Charitable Remainder TrustsMany people would like to be more gracious in their giving, but they are understandably reluctant to give away assets today, that they may need to maintain their financial independence tomorrow. Fortunately, the Internal Revenue Code recognizes that it may be attractive for such taxpayers to have their cake and eat it too, through the use of Charitable Remainder Trusts (CRTs).
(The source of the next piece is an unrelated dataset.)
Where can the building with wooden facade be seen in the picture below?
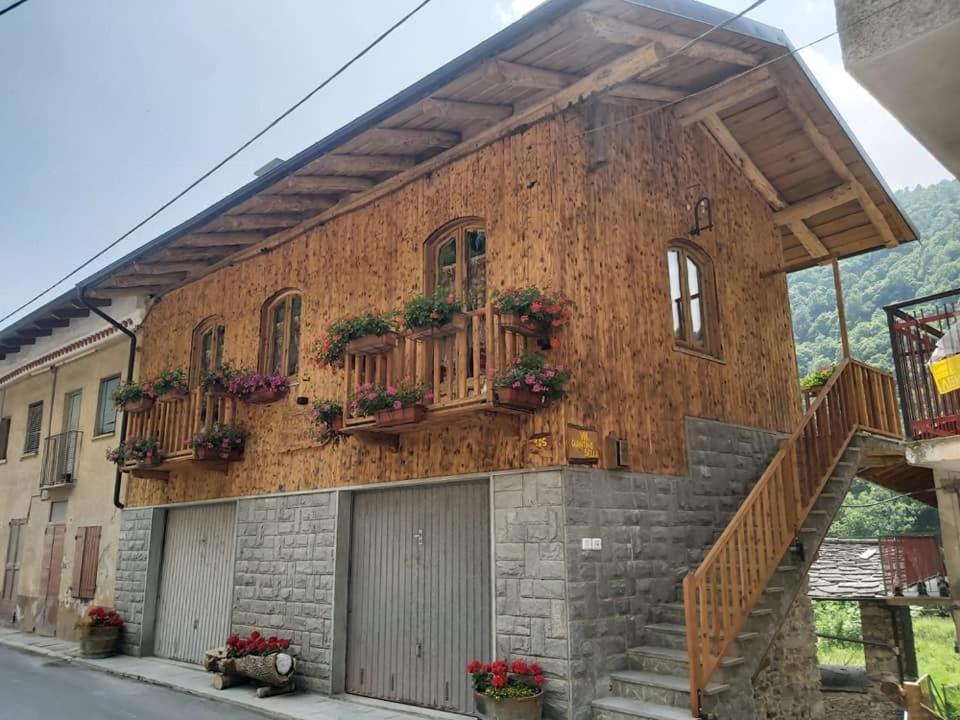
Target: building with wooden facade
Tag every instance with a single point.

Charitable giving has always been a tool that estate planning attorneys use to reduce the size of their clients’ estates for estate tax purposes. There are many types of Trusts that can accomplish this type of tax reduction. Charitable Remainder Trusts are often utilized to capitalize on the favorable treatment the IRS gives to charitable giving. Through a Charitable Remainder Trust, you may increase your current income, and enjoy income tax deductions, while retaining the ability to change the ultimate charitable beneficiary right up to the time of your death.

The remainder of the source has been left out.